February 26, 2025
Last night the House passed its Budget Resolution that (at base) gives instructions to 11 House committees – all with purview over various areas of the federal budget. The Resolution is a blueprint for each of the committees, and requires them to put together budget language that hits the financial targets laid out for them in the Budget Resolution.
The House Energy and Commerce Committee is the place where cuts to Medicaid, Social Security, and Medicare would be debated and lined out in legislation that will ultimately be forwarded to House leadership. The lists we’ve been sharing – the ‘menu’ of options that are under consideration by House Republicans to find savings of approximately $880B over 10 years, can only be accomplished by cutting entitlement programs. Medicaid is clearly at the center of the storm. These options (reduce FMAP, Medicaid work requirements, etc.) will be debated in the House E&C committee.
Importantly, the Senate and House Budget Resolutions are different. Last night’s vote sets up a harsh reality check between House and Senate Republicans, who all want to push the president’s agenda forward but still have profoundly different approaches to key issues.
The Senate, for instance, is looking to avoid the deep cuts to Medicaid that the House is leaning on for significant cost cutting. Senate Republicans are also insisting that they won’t support a final measure that only extends Trump’s 2017 tax cuts temporarily. That could require making significant changes to the House blueprint, putting the fragile House GOP support for the measure in jeopardy.
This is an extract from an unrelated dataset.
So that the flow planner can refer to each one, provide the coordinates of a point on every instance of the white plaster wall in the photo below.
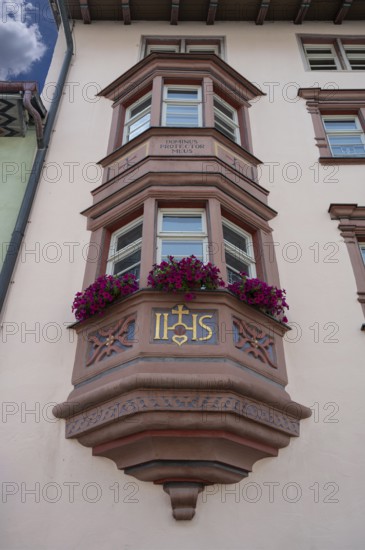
(321, 508)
The House and Senate must adopt identical budget resolutions to unlock the power of reconciliation — which allows parties with unified control of Congress and the White House to pass massive policy bills along party lines, sidestepping the Senate filibuster.
There are still many steps in this process, and many votes to be taken before there is a deal (assuming there will be a deal). This week, President Trump expressed reservations to some lawmakers about potential cuts to Medicaid, which while not specified in the budget, are expected given that the document calls for the Energy and Commerce Committee to identify more than $800 billion in reductions. While Speaker Mike Johnson has argued that those cuts would come from program “fraud,” many are skeptical the party can reach those kinds of savings without impacting constituents.
Going Forward:
Now that the House and Senate have each agreed to their frameworks for a budget to cover the full fiscal year already underway, House Leader Mike Johnson and House Appropriations Chair Tom Cole plan to engage with Senate Majority Leader John Thune and Senate Appropriations Chair Susan Collins (R-Maine) today to start working out a compromise.
House Approps Chair Tom Cole told Politico last night that bipartisan negotiations on spending specifics were continuing “in good faith,” but with slightly more than two weeks until the March 14 government shutdown deadline, Republicans and Democrats are already laying groundwork to blame each other if they can’t reach an agreement in time. However, before those topline talks can reach completion in earnest, Republicans will first need to work out a finalized plan that pleases the party rank-and-file in both chambers.
“He absolutely is depending on [the resolution] to change in the Senate,” one GOP lawmaker told Politico last night of Trump. “He does not want to cut Medicaid.”
And Administration officials also haven’t been particularly jazzed about the House budget’s $4-4.5 trillion tax instruction, which they feel is too low even at the high end. They knew weeks ago that such a sum wouldn’t be enough to permanently extend Trump’s tax cuts — let alone POTUS’ pricey pledge not to tax tips, Social Security or overtime, which tacks on $1 trillion-plus.
Which means we’re probably in for another few weeks of haggling between the Senate and House GOP, as the two sides work to negotiate an amended resolution. According to the Washington Post this morning, many House Republicans told a Post reporter that drafting policies to match the strict spending levels will result in cuts and that Democrats are not “fearmongering,” as GOP leaders alleged yesterday, that cuts would affect social benefits such as Medicaid and the Supplemental Nutrition Assistance Program (SNAP).